2 of 38 comments (clear)

  1. Wait wait wait by gman003 · · Score: 5, Funny

    What is this? A case of the system working? A government body charged with regulating corporations doing its job competently (not being lax, but not being unreasonably strict), the corporation making reasonable and beneficial changes, and the entire thing being resolved in a civil and logical manner?

    And to make things worse, it's a relevant, timely article on Slashdot with an accurate summary and non-sensationalist headline.

    Did I miss something? Was the 2011 World Peace and Utopia Act passed without me noticing? Is it opposite day?

    1. Re:Wait wait wait by Cimexus · · Score: 5, Interesting

      Yep. The ACCC is one government body that is very well respected here in Australia and usually (though not always) fights the good fight.
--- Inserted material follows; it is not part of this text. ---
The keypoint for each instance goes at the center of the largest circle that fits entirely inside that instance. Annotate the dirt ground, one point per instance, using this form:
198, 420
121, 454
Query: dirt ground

They are the reason that things like DVD region locking isn't permitted here (DVD players in Australia are sold region-unlocked, capable of playing any disc). They are the reason we have a pretty competitive mobile phone and internet industry compared to many places (lots of choice of ISPs and phone companies compared to the US). They are the reason why there are certain automatic levels of quality guarantees and warranties for all products purchased in Australia that cannot be avoided by vendors no matter what disclaimers they may choose to write in the fine print.

      TBH most Australian government bodies/public authorities, except the legislature itself, are run pretty competently and rank well by world standards of transparency/anti-corruption (though not as well as our friends across the Tasman in New Zealand - who are consistently at the very top of that list).

      It's just the politicians (legislature) themselves that seem to be the idiots, mostly (especially at the moment with our minority-government situation and petty squabbles over relatively insignificant issues). But Australians don't have the same level of mistrust of government in general that they seem to in the US (where anything run by government is assumed to be inefficient and/or corrupt by default). Because on the whole, they do a decent job and keep this country running pretty smoothly (and importantly in the current economic climate - solvently, with low sovereign debt).